- Born: 1949 (age 76–77) Toledo, Ohio, U.S.
- Occupations: Legal scholar; professor;

Academic background
- Education: University of Michigan (BA) University of Michigan Law School (JD)

= Sara Sun Beale =

American law professor (born 1949)

Sara Sun Beale (born 1949 in Toledo, Ohio) is an American legal scholar and professor who was Charles L. B. Lowndes Distinguished Professor of Law at Duke University School of Law. She retired from Duke in 2024 after a 45-year career there. Beale joined the university in 1979 as an associate professor, and was promoted to professor in 1984. She gained her endowed title in 2001. During her career at Duke, she has held visiting professorships to the University of Michigan Law School, New York University School of Law, and Georgetown University Law Center. Prior to her appointment at Duke Law, Beale graduated from the University of Michigan in 1971 with a Bachelor of Arts degree, and from the University of Michigan Law School in 1974 with a Juris Doctor. After graduating from law school, she became an associate at a Detroit-based law firm before she moved on to be a law clerk for Wade H. McCree of the Sixth Circuit in 1975. In 1976, she became an adviser in the Office of Legal Counsel, and in 1977 she became an assistant to the Solicitor General, which she held until her appointment at Duke. In 2013, Beale was noted in The New York Times as a leader for women in the field of white-collar law.

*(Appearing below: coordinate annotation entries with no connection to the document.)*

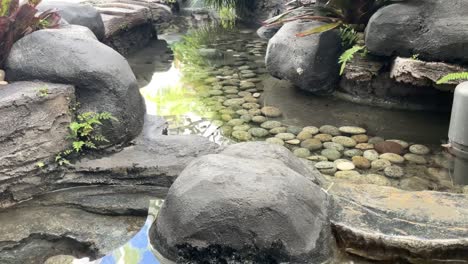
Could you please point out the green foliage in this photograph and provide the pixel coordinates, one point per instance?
(348, 55)
(453, 77)
(349, 36)
(18, 20)
(84, 135)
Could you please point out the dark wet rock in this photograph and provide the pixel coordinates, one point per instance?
(434, 29)
(308, 62)
(104, 82)
(77, 14)
(212, 211)
(35, 120)
(388, 224)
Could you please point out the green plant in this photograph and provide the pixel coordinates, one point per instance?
(83, 134)
(453, 77)
(348, 55)
(18, 20)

Beale's research focuses include criminal law and the role of the federal government in criminal law. She is also active in law reform efforts – since she was appointed in 2004, she has served as reporter for the Advisory Committee on Criminal Rules, a drafting body for the Federal Rules of Criminal Procedure. In 2016, Beale was among a group of Duke faculty and staff publicly calling for the repeal of House Bill 2.